Art. 12. No prazo de 5 (cinco) dias úteis após o pré-cadastro, o interessado receberá o BEM social para Desempregado.

Art. 13. O desempregado deverá identificar-se ao motorista ou ao cobrador do ônibus, apresentando o BEM Social para Desempregado, e, se necessário, um documento de identidade com fotografia.

Art. 14. Fica a cargo do Executivo Municipal a regulamentação da presente lei, no prazo de 90 (noventa) dias a contar da sua publicação.

Art. 15. As despesas com a execução da presente Lei correrão por conta das dotações orçamentárias próprias, suplementadas se necessário.

Art. 16. Esta Lei entra em vigor na data de sua publicação.

 (...)”

Há violação ao postulado constitucional da independência e harmonia entre os Poderes.

 A concessão de isenção ao pagamento de preço público (tarifa) pela prestação de serviço público comercial ou industrial, executado direta ou indiretamente, é matéria reservada ao Poder Executivo, nos termos do que dispõem os arts. 120 e parágrafo único do 159, ambos da Constituição Estadual.

Com efeito, ao prever a competência do órgão executivo competente para fixação da tarifa, tal inclui alterações, isenções etc., e, portanto, a outorga de isenção por ato normativo do Poder Legislativo, de iniciativa parlamentar, viola a cláusula da separação de poderes constante do art. 5º da Constituição Estadual.

O Executivo não deve sofrer indevida interferência em sua primacial função de administrar (planejamento, direção, organização e execução das atividades da Administração).

Assim, quando o Poder Legislativo edita lei estabelecendo hipóteses de isenção tarifária no transporte urbano coletivo, como ocorre, no caso em exame, invade, indevidamente, esfera que é própria da atividade do Administrador Público, violando o princípio da separação de poderes.

É pacífico na doutrina, bem como na jurisprudência, que ao Poder Executivo cabe primordialmente a função de administrar, que se revela em atos de planejamento, organização, direção e execução de atividades inerentes ao Poder Público.

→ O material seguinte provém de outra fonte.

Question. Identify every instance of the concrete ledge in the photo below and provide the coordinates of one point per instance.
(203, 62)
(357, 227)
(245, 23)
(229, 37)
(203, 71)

De outra banda, ao Poder Legislativo, de forma primacial, cabe a função de editar leis, ou seja, atos normativos revestidos de generalidade e abstração.

O diploma impugnado invadiu a esfera da gestão administrativa, que cabe ao Poder Executivo, pois envolve o planejamento, a direção, a organização e a execução de atos de governo, no caso em análise representados pela concessão de isenção tarifária nos serviços de transporte urbano coletivo. A atuação legislativa impugnada, equivale à prática de ato de administração, de sorte a violar a garantia constitucional da separação dos poderes.

Cumpre recordar aqui o ensinamento de Hely Lopes Meirelles, anotando que “a Prefeitura não pode legislar, como a Câmara não pode administrar. (...) O Legislativo edita normas; o Executivo pratica atos segundo as normas. Nesta sinergia de funções é que residem a harmonia e independência dos Poderes, princípio constitucional (art.2º) extensivo ao governo local. Qualquer atividade, da Prefeitura ou Câmara, realizada com usurpação de funções é nula e inoperante”. Sintetiza, ademais, que “todo ato do Prefeito que infringir prerrogativa da Câmara – como também toda deliberação da Câmara que invadir ou retirar atribuição da Prefeitura ou do Prefeito – é nulo, por ofensivo ao princípio da separação de funções dos órgãos do governo local (CF, art. 2º c/c o art. 31), podendo ser invalidado pelo Poder Judiciário” (Direito municipal brasileiro, 15. ed., atualizada por Márcio Schneider Reis e Edgard Neves da Silva, São Paulo, Malheiros, 2006, p. 708 e 712).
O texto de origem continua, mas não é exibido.